4) Expected best roll after rerolls
Rerolls have an opportunity cost. The expected best roll metric tells you the average outcome you should anticipate over many similar attempts if you keep the best result each time.
Practical Uses for ARPG and Loot-Based Games
Tempering and enchanting decisions
In games with limited reroll currency, this tool helps determine whether your resources are better spent chasing one near-perfect affix or upgrading multiple weaker pieces.
- If chance to improve is high and expected gain is meaningful, rerolling is usually justified.
- If chance to improve is low and expected gain is tiny, locking your current roll may be smarter.
- If your target is only useful at very high confidence, you may need to save more materials first.
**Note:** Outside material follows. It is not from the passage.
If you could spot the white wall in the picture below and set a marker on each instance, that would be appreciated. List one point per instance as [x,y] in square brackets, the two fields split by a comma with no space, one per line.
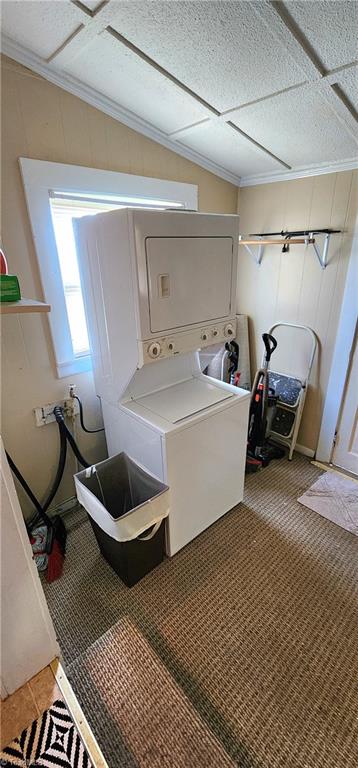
[28,641]
[42,121]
Build planning and breakpoint hunting
Sometimes a roll is “good enough” only if it crosses a specific target. The target probability output lets you decide whether to keep investing now or shift focus to another slot that gives more reliable power per resource spent.
Tips to Get Better Results
- Use accurate step size: many systems roll in fixed increments, not continuous decimals.
- Set realistic targets: chasing perfect rolls on every slot is usually inefficient.
- Track your currency: evaluate expected gain per reroll resource, not just raw probability.
- Prioritize impact: reroll high-impact affixes first (main stat, key multipliers, breakpoints).
- Stop at diminishing returns: once your odds flatten, resources are often better used elsewhere.
Common Mistakes Players Make
- Overvaluing one lucky screenshot and undervaluing long-run expected outcomes.
- Confusing “possible” with “probable,” especially for perfect max rolls.
- Ignoring that each additional reroll often gives less marginal benefit than the previous one.
- Rerolling high-quality items when another slot has much easier upgrades.
Frequently Asked Questions
Does this guarantee I will hit my target?
No. It gives probability, not certainty. Even high-probability outcomes can fail in short runs, and low-probability outcomes can happen early.
Why do I need step size?
Because roll systems are usually discrete. A range of 10 to 30 with step 1 behaves differently than 10 to 30 with step 0.5.
Can I use this outside ARPG games?
Yes. Any scenario with bounded random rolls and repeated attempts can use this framework, including crafting systems, stat rerolls, and upgrade rolls.
Bottom Line
A good maxroll calculator helps you play smarter, not just harder. By understanding improvement odds, target confidence, and expected outcomes, you can spend rerolls where they actually move your build forward.